A truly epic story, drowned in a vat of noise
THE evacuation of Dunkirk is a superb subject for an epic film, almost biblical in its power. The burning oil tanks which threw up a pillar of cloud by day and a pillar of fire by night, the noble self-sacrifice of the French, the patience, the courage, the opportunity for civilians to take a full part in war, the transformation by deft propaganda of a defeat into a victory.
Above all, now that it is so long ago, a film could explore exactly why the entire British Army came to be standing up to its armpits in salt water being strafed by German planes, while billions of pounds’ worth of weapons and equipment (by today’s values) lay abandoned and destroyed on the shore nearby. Why, in fact, we came within inches of shameful capitulation. It’s an interesting story which most don’t know, and from which we could learn a lot. I’m afraid the new film does not do this. I was told it was ‘immersive’. It is, but not in a good way. It is like being lowered into a giant vat of noise, plus an unceasing parade of repeated miserable drownings.
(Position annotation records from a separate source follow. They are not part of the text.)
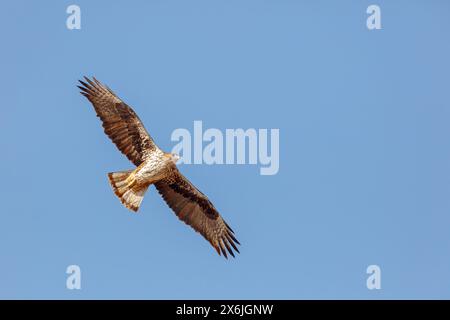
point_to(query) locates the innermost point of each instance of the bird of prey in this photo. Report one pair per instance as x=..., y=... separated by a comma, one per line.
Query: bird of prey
x=154, y=166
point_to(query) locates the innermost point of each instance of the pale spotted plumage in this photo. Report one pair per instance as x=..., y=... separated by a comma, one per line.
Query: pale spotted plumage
x=156, y=167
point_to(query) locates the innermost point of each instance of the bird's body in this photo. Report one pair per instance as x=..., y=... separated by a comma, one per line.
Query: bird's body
x=154, y=167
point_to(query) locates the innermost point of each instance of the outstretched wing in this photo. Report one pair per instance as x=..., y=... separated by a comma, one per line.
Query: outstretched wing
x=120, y=122
x=195, y=209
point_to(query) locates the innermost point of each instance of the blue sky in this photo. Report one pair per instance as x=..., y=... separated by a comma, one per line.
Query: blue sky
x=364, y=148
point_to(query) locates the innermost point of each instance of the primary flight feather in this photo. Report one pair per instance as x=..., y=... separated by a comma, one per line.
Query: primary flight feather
x=154, y=166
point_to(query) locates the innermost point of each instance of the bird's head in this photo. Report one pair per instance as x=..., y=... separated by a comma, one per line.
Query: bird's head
x=174, y=157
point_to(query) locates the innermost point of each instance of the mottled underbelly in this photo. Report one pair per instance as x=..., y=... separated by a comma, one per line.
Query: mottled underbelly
x=150, y=172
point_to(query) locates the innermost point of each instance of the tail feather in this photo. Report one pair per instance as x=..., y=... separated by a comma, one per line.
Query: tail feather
x=126, y=190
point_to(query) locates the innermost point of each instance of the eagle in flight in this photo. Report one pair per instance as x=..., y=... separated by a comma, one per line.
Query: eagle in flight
x=154, y=166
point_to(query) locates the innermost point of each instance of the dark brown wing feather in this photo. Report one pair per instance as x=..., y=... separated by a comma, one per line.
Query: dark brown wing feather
x=195, y=209
x=120, y=122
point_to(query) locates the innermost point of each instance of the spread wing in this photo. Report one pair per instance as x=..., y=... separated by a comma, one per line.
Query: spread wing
x=120, y=122
x=195, y=209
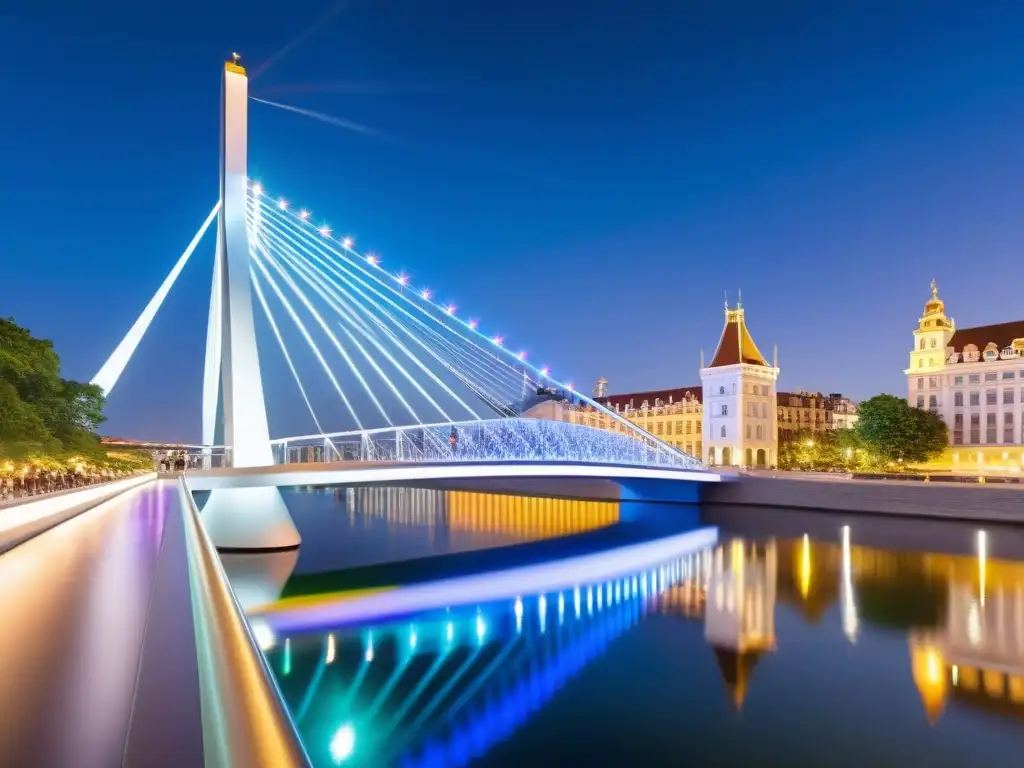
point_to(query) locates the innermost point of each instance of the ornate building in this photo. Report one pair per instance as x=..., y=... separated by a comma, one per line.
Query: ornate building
x=756, y=418
x=972, y=378
x=739, y=426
There’s hardly any plot, almost no dialogue, no real characters. As usual, the supposed attention to detail is concentrated on costumes and a few old planes and ships. The surviving soldiers end up being loaded on to a 1970s British Railways Southern Region railway carriage, which the youthful makers presumably thought was old enough.
I do hope that someone now revives the far better 1958 John Mills and Richard Attenborough version, thoughtful, thrilling and flavoured with real experience of war, then common among adults. It’s only noisy when it needs to be.